A volte ritornano…
Era un titolo di un celebre film horror, ma calzerebbe a pennello per descrivere perfettamente qualcosa che in Formula 1 è capitato abbastanza spesso.
E sempre di “Horror” potrebbe trattarsi… Visti i risultati.
A volte ritornano, ovvero “quando – si – torna – in – F1 – senza – ripetere – i - risultati – di – prima”
In sintesi: spesso una “reintrée” porta solo a rovinare una solida reputazione (conquistata precedentemente a fatica e a suon di onorevoli risultati) con prestazioni nettamente peggiori ed insufficienti. E quindi si potrebbero paragonare a degli spettri, a degli zombie… solo delle pallide ombre se raffrontate con quello che erano in precedenza.
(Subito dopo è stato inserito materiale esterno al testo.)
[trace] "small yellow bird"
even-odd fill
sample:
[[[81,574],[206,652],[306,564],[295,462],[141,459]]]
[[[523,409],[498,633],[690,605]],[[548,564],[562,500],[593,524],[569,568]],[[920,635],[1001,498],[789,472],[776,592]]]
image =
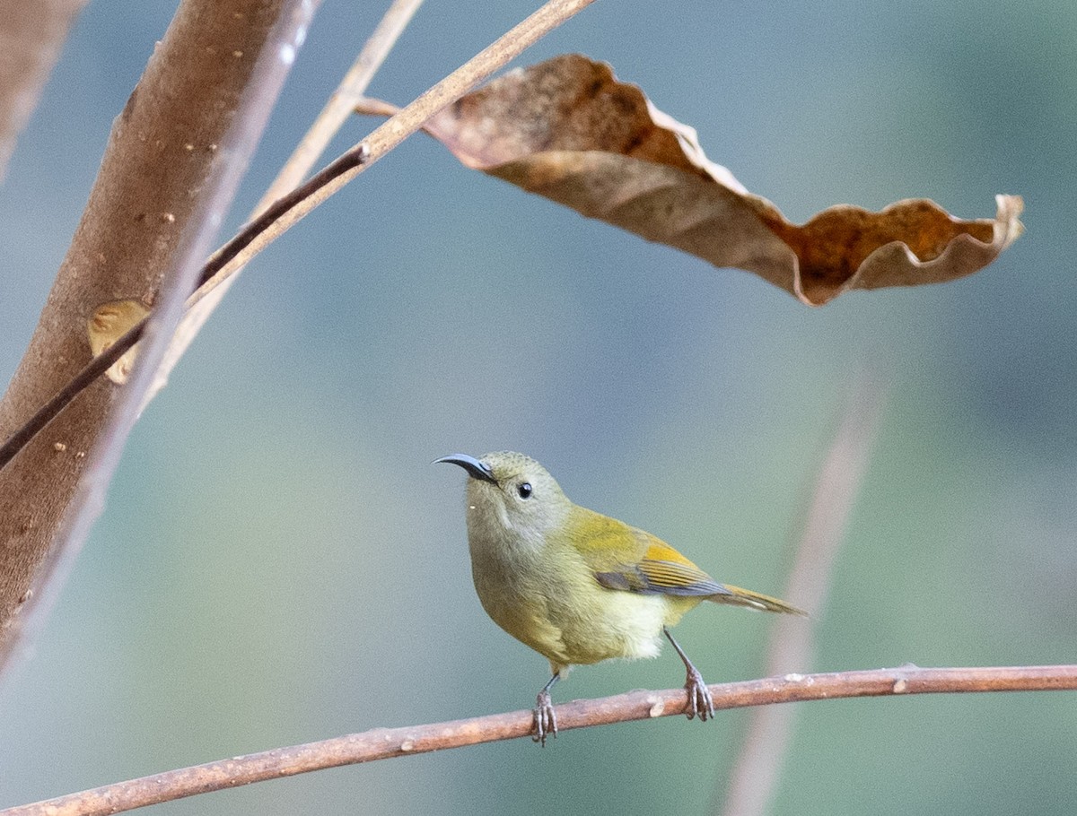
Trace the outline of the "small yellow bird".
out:
[[[549,691],[573,664],[654,658],[665,634],[687,670],[688,719],[714,716],[703,677],[669,627],[703,601],[805,615],[794,606],[715,581],[665,541],[572,503],[549,473],[510,451],[435,462],[467,480],[467,544],[482,608],[549,660],[535,701],[533,738],[557,736]]]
La lista è piuttosto corposa:
Alfa Romeo. Vinse i primi due Campionati Mondiali del 1950 e 1951 grazie ad una superiorità di uomini e mezzi indiscutibile (nel 1951 per la verità dovette maggiormente impegnarsi contro Ascari e la Ferrari) per poi lasciare da campioneincarica. Dopo un periodo di oblio rientrò negli anni settanta in qualità di motorista gemellandosi con la Brabham di Bernie Ecclestone. Nonostante le aspettative, le cose non andarono come auspicato: un paio di vittorie e quintali di polemiche convinsero la Casa del Biscione a formare un proprio team tramite la sua estensione sportiva Autodelta. Esordio nel 1979 e grandi speranze iniziali. Poi, risultati altalenanti, grande confusione dirigenziale e budget necessari sempre più elevati, non controbilanciati da risultati adeguati (solo qualche pole position e podio occasionale), convinsero all’abbandono al termine di una stagione 1985 disastrosa e senza essere mai riusciti ad avvicinare le gesta degli anni cinquanta.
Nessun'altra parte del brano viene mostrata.